In the wake of Rosenthal’s departure, the balance of power at Equal Exchange continued to shift toward the workers, and away from the cofounders. That, in turn, has changed the cast of board elections, and the company; whether for the better is open to interpretation. “When I started, it was much more personal,” says sales manager Kristin Howard. “Everyone was lobbying everyone else and we all used to hang out all the time. Now it’s formalized it in a more positive way that has made it less personality-driven.”

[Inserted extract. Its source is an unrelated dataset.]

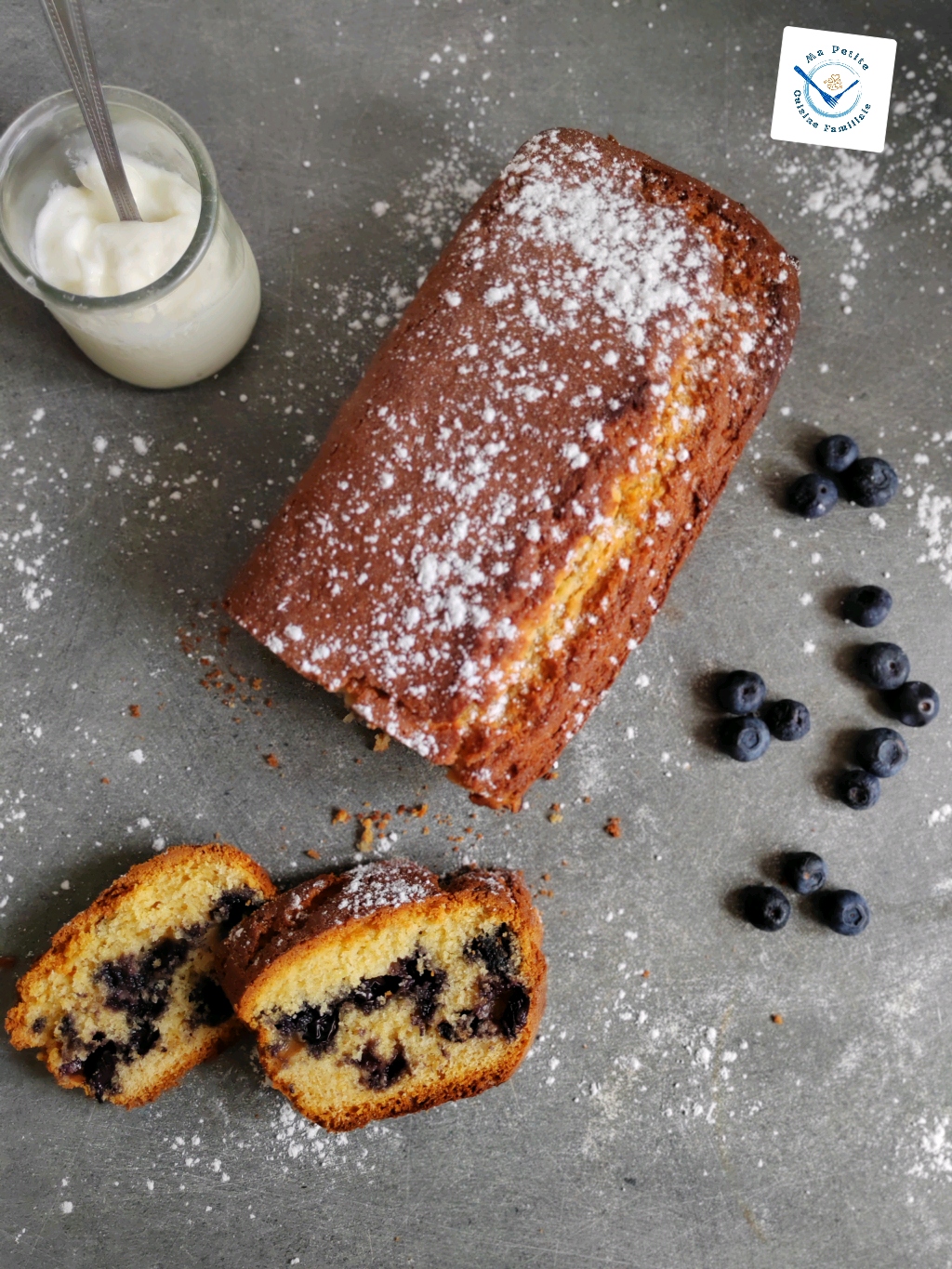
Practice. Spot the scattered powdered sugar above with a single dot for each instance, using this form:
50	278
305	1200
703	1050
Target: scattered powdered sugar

When it’s finally time for Rodney North to make his speech to his fellow employees and ask them to reelect him to the board, he points to his experience in navigating the slippery shoals of self-governance. “As a worker co-op we are going to disagree on particulars, but we are going to agree on the process,” he says, “and sometimes that is going to be messy or ugly. That’s something I have some experience grappling with.”

After all three contenders have spoken, their coworkers cast their ballots, ranking each candidate on a weighted vote of 1, 2, or 3. A few minutes later, the tally is read: Jim Desmond, 97. Steve Bolton, 148. North gets the second seat with a tally of 131. “My head is spinning right now. It’s a whole new world,” says Bolton over the din as employees head into the staff kitchen for a barbecue celebration.

With the election behind him, Desmond offers a few thoughts on where his candidacy might have gone wrong. “Someone said I should have talked more to the guys in the warehouse,” he says. “I never even thought about campaigning like that.” Then again, had he won, Desmond adds, he would have had to give up other responsibilities, like his ongoing push to get solar panels installed on the roof.